一旦提起南曜,蕭錦焯的眉頭幾不可察地皺了皺,這個地方對她可不太友好,前世她就是死在了從南曜返回的路上。
“怎麽?太子對南曜不了解?”庸定王瞧著蕭錦焯的神色,隻當對方孤陋寡言,心中卻還暗道這位太子卻也不過如此,外界傳的風聲鶴唳簡直太過誇大。

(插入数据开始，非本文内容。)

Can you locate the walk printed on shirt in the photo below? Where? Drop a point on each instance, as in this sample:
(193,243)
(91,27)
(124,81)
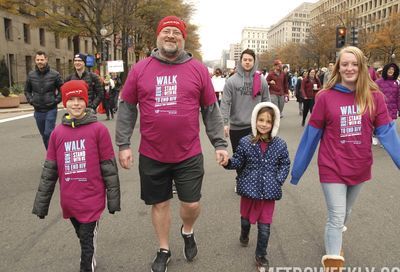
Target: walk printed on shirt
(350,122)
(75,159)
(166,94)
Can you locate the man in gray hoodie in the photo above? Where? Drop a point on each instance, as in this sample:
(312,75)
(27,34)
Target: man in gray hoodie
(242,91)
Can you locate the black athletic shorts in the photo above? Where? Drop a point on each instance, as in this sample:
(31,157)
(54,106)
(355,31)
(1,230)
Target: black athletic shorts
(156,179)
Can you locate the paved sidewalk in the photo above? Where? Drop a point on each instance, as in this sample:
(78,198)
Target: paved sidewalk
(21,110)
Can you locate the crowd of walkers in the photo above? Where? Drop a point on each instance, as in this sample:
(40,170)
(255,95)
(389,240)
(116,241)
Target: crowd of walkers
(165,91)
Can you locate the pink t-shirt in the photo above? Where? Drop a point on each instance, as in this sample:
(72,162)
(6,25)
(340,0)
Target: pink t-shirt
(345,154)
(169,98)
(78,153)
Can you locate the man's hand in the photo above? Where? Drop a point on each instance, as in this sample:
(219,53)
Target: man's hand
(125,158)
(221,157)
(226,131)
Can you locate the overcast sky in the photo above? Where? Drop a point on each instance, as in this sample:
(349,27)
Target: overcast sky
(221,22)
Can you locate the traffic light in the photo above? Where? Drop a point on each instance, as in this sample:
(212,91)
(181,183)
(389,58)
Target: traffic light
(340,36)
(354,35)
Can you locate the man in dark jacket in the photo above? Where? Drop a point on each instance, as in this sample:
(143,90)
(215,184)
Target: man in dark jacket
(42,90)
(278,85)
(93,81)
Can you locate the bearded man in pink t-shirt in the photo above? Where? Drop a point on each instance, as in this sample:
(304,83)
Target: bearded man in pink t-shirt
(169,87)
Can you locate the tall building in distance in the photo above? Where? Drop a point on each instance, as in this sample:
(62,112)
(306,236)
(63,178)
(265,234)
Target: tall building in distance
(255,38)
(368,15)
(292,28)
(235,50)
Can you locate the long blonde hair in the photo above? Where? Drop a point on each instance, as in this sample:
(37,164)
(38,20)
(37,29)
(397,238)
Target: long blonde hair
(364,85)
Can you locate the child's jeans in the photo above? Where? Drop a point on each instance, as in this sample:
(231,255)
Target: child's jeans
(339,201)
(262,237)
(87,234)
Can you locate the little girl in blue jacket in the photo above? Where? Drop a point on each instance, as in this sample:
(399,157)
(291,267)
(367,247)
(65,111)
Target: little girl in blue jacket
(263,160)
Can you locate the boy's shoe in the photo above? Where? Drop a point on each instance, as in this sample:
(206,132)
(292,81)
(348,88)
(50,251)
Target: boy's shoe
(161,260)
(190,248)
(244,238)
(262,263)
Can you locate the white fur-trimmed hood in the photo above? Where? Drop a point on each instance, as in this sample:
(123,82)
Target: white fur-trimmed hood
(256,109)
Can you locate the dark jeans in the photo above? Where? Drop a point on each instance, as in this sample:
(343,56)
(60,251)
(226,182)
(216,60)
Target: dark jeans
(236,135)
(87,234)
(262,237)
(46,122)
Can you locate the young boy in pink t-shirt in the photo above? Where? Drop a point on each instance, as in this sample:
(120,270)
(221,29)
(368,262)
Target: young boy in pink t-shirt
(80,155)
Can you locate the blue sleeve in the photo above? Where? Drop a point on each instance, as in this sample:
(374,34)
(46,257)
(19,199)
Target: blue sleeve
(387,135)
(308,143)
(239,157)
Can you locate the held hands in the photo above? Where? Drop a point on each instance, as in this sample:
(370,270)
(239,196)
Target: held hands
(226,131)
(221,157)
(125,158)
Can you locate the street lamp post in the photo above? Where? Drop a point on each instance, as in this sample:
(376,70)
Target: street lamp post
(103,33)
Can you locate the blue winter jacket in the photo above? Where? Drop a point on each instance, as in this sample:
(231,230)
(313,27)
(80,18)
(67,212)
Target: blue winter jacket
(261,175)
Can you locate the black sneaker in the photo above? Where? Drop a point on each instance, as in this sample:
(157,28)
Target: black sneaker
(161,260)
(262,263)
(244,238)
(190,248)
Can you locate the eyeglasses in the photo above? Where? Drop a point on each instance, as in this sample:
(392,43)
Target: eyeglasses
(175,33)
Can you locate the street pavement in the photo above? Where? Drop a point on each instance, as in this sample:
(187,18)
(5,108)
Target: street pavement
(126,240)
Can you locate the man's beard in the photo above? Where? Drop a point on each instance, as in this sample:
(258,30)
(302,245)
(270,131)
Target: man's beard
(170,52)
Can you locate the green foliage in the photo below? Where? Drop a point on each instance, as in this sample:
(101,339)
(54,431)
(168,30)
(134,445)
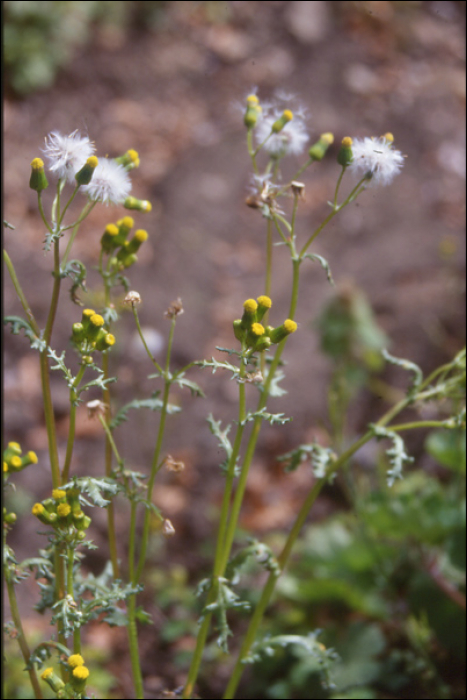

東麟最南麵的邊境地處渠州,又名南渠,南渠再往南就是南曜國的地界。
“南曜那邊地勢險峻,易守不易攻。兩國之間有一座牛頭山為界,兩國一旦開戰,第一戰場就是那座牛頭山。”蕭錦焯開口道。
庸定王眼中隱約閃過一抹驚訝:“看來太子對那處地形很是了解。”
蕭錦焯垂了垂眸,心下無奈,何止是了解?她前世在那個地方和南曜打了整整三個月的仗,她能不了解?
“據我所知,這牛頭山附近各個山頭遍布山匪,這牛頭山就是個兩不管地帶,若要永除後患,必先剿匪。”庸定王本就是靠打仗發了家,自是對南曜那邊的戰場做過研究。
蕭錦焯點點頭,兩人談的很是投機,聽得四周的文臣一愣一愣的。
“渠州一帶山高水多,交通很不便利,十分不利於大軍作戰,再加上山匪熟悉山勢,占盡了天時地利,剿匪這事兒確實不好辦。”蕭錦焯飲了口溫酒,說的很是平和。
庸定王這下徹底被驚訝到了,毫不掩飾臉上的讚意:“太子竟對南渠戰場研究的如此透徹,說的好似你親自去過一般。”
蕭錦焯內心苦笑,可不就是去過嗎?然臉上卻是不緊不慢,扯謊扯得是一本正經:“本宮有一舊相識,曾遊曆四方,在南渠呆了整整三個月,回來之後與我講述了這些。”
“太子的舊友竟有如此見識!”庸定王轉了轉手中酒杯,又開口問,“那依太子所見,若是當真起了戰事,東麟又該如何應對?”